Она только смеялась.
— Или хотите, я поеду с вами? Будем жить в вашем Кракове. Вместе. Вы родите мне детей, и мы не станем больше никуда ездить.
— Вы не сможете никуда не ездить. Я не смогу никуда не ездить. Мы не сможем никуда не ездить. Никто не сможет никуда не ездить.
На седьмой день я проснулся один. Полячки не было. Гостиничный номер выглядел, будто его бомбили. Окурки валялись даже у меня в постели. Я заглянул в рюкзак: уходя, девушка вроде бы ничего не украла. Разбитый и ужасно себя чувствующий, я поперся в душ.
От душа мне стало только хуже. Стоя под струей, я заглянул в зеркало и увидел, что у меня на груди видны черные крупные буквы. Я вылез из кабинки и подошел к зеркалу поближе. Перед глазами все плыло.
Смешно: тушью для ресниц полячка написала мне прощальную записку прямо на коже. По-английски, с кучей ошибок. Я долго пытался разобрать ее каракули. Если вкратце, то она жаловалась, что не могла меня пьяного разбудить и говорила, что ей действительно пора.

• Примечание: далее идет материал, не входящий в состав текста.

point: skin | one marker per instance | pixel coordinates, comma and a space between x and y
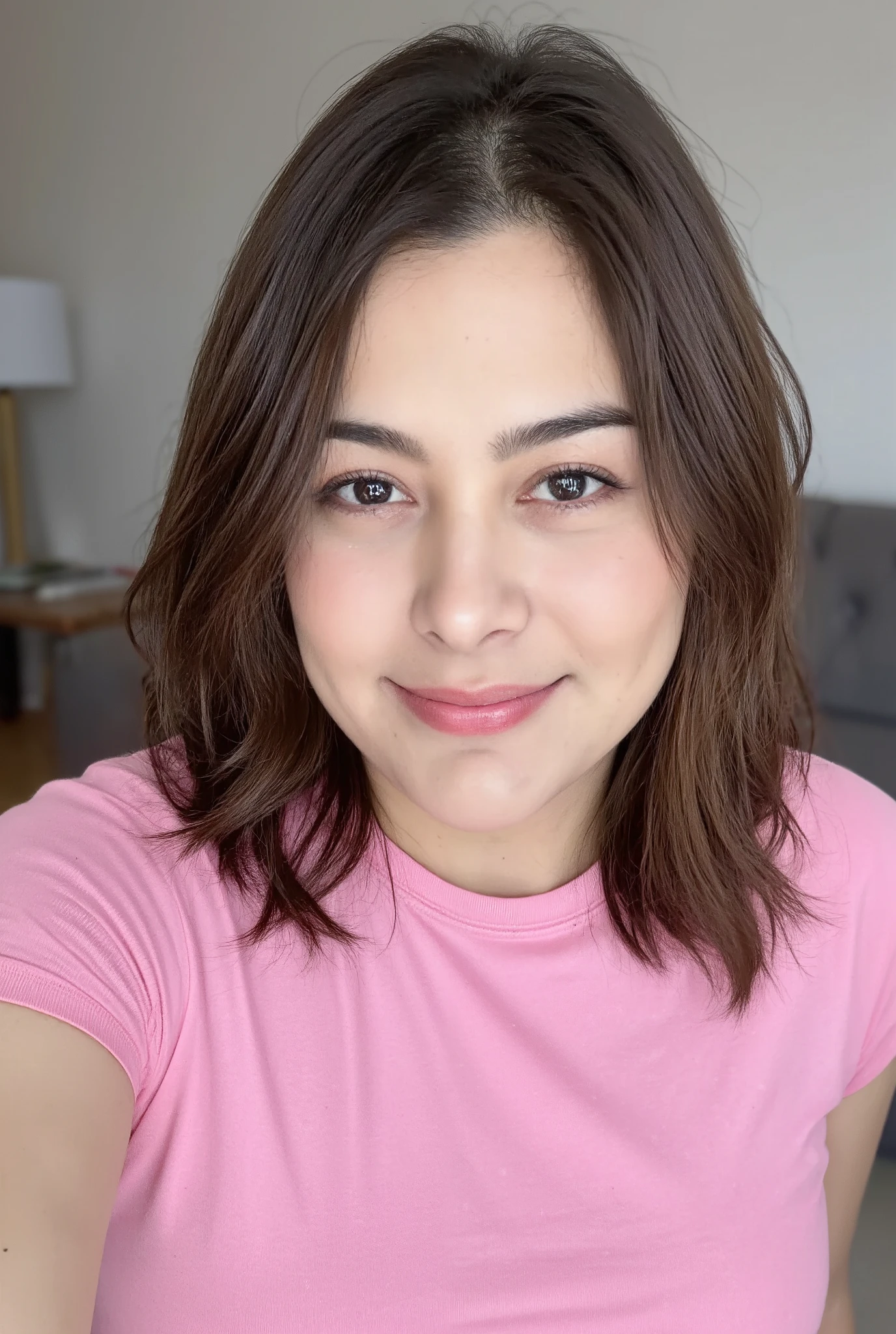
468, 573
472, 575
466, 584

Внизу, в постскриптуме, она писала, что рожать от меня детей ей бы не хотелось.
Никто на свете не хочет рожать детей таким, как я.
Говоря честно, мне и самому не захотелось бы родить ребенка такому парню, как я.
6
Это было три года назад. С тех пор ни единого романа в моей жизни не случалось. Да я и сам не хочу.
Заводить семью, наверное, поздно. Пытаться проработать хоть где-то дольше полугода — бессмысленно. Сидеть дома или даже по кофейням на Невском — невыносимо. Умирать страшно.
И рано.
И не за что.
Так что пока можно ездить. Наверное, скоро я опять куда-нибудь уеду.